|
Artikel:
Tugas Ayah: Sebagaimana apa adanya
Pdt. Dr. Paul Gunadi
|
eberapa tahun terakhir ini muncul satu gerakan baru di tengah umat Kristen Amerika yang disebut The Promise Keepers (Pemegang Janji). Gerakan yang makin populer ini sebenarnya adalah suatu pelayanan yang khusus ditujukan untuk kaum Adam. Salah satu buah dari gerakan ini adalah bertambahnya kesadaran pria untuk menjadi suami dan ayah sebagaimana yang dikehendaki Tuhan. Sebagai salah seorang anggota kaum Adam, saya turut bersuka cita dan menyambut pelayanan yang memang sudah waktunya ini, bak buah yang sudah lama masak menantikan untuk dipetik. Saya pun bermimpi, kapankah gerakan seperti ini muncul di Indonesia. Saya mengakui bahwa ada beberapa konsep tentang kewajiban suami dan ayah yang telah begitu mengakar namun sesungguhnya konsep-konsep itu lebih bersumber pada nilai-nilai sosial-budaya, daripada Alkitab sendiri.

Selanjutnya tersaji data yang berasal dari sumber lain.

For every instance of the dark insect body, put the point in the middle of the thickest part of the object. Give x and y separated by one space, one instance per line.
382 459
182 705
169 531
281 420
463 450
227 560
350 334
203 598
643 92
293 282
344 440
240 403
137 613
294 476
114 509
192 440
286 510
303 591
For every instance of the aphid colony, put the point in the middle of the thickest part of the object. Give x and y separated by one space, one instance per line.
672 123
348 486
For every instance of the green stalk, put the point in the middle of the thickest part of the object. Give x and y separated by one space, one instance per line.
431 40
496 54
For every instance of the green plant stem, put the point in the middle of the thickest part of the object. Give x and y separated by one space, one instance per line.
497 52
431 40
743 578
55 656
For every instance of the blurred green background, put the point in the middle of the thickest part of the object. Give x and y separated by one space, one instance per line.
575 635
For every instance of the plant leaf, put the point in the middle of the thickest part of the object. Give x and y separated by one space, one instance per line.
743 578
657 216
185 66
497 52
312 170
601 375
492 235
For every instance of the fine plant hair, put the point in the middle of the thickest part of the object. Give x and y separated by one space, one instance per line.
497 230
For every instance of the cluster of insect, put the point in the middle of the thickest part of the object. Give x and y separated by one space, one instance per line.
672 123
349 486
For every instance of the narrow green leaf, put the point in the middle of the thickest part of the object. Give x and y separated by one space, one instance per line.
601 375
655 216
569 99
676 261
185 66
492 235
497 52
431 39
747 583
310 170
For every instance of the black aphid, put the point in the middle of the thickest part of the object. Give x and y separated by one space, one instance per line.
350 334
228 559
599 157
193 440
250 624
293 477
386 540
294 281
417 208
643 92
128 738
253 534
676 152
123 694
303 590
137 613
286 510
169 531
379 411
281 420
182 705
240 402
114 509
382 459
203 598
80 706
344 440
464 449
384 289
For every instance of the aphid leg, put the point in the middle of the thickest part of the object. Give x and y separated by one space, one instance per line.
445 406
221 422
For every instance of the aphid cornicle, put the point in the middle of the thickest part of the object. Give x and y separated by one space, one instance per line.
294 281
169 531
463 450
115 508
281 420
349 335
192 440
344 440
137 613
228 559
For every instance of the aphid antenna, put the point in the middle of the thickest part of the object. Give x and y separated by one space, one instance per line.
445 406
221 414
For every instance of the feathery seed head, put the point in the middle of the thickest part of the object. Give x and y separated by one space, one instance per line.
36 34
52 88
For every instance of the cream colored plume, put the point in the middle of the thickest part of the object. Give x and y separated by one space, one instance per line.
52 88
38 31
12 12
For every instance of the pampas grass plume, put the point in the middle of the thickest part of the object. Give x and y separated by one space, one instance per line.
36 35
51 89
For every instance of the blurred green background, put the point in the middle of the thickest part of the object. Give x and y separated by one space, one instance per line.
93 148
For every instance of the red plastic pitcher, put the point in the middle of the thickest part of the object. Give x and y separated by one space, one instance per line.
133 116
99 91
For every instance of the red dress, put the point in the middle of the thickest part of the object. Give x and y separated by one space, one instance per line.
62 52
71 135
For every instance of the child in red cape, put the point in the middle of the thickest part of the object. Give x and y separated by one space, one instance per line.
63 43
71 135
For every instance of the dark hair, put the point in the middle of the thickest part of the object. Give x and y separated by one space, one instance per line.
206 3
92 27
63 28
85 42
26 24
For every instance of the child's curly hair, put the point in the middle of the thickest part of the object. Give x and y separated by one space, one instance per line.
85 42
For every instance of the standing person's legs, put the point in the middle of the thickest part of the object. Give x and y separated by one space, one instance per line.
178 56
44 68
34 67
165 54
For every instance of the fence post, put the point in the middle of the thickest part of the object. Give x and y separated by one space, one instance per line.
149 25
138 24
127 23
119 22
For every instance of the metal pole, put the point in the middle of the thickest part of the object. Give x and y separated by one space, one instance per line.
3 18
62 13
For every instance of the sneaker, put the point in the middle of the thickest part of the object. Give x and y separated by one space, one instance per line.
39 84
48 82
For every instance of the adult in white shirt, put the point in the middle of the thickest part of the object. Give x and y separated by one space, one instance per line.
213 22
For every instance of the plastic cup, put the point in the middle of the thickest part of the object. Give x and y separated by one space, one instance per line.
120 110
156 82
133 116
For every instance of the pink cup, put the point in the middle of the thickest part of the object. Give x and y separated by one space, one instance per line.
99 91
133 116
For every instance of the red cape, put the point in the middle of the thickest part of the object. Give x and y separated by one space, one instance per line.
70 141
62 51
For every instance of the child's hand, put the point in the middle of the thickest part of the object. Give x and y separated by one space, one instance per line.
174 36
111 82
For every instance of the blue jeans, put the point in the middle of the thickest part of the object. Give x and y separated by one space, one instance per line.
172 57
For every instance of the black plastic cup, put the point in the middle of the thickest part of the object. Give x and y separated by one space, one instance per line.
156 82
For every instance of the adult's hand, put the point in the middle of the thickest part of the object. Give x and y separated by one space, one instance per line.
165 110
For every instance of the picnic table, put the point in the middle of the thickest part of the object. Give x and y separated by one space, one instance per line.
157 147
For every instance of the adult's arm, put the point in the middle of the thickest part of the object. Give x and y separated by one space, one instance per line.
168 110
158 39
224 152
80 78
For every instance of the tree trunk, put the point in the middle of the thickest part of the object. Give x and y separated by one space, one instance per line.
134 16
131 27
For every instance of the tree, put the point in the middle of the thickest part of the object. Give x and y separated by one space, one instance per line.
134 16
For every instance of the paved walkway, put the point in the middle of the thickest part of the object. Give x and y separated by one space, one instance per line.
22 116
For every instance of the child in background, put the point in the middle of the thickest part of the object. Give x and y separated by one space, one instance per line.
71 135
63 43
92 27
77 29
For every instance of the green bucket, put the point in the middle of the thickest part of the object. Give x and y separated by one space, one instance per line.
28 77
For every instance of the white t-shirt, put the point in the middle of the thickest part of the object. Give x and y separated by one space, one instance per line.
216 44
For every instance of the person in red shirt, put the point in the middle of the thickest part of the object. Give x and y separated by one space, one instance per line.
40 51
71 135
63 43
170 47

Bertolak dari pikiran di atas ini, ada satu peristiwa yang akhirnya membukakan pemahaman saya akan salah satu tugas ayah. Firman Tuhan yang mencelikkan mata saya ini terambil dari Kejadian 1:26 yang berbunyi, "Baiklah Kita menjadikan manusia menurut gambar dan rupa Kita
". Peristiwa tersebut adalah ketika saya mendisiplin salah satu anak saya. Kira-kira beginilah ceritanya:
Siang itu pundak dan leher saya nyeri dan kaku, kemungkinan akibat pada malam sebelumnya saya duduk di dekat A/C yang kebetulan lumayan dingin. Dalam keadaan yang tidak nyaman tersebut, dua anak kami berkelahi gara-gara yang satu ingin memandikan kelinci peliharaan kakaknya sedangkan si kakak menolak untuk membasahi kelincinya. Pada awalnya saya mendiamkan pertikaian itu dengan harapan, entah bagaimana, mereka akan bisa menyelesaikan konflik tersebut. Ternyata harapan saya meleset; suara si kakak makin bertambah keras melarang adiknya memandikan kelinci peliharaanya karena si adik semakin memaksakan kehendaknya.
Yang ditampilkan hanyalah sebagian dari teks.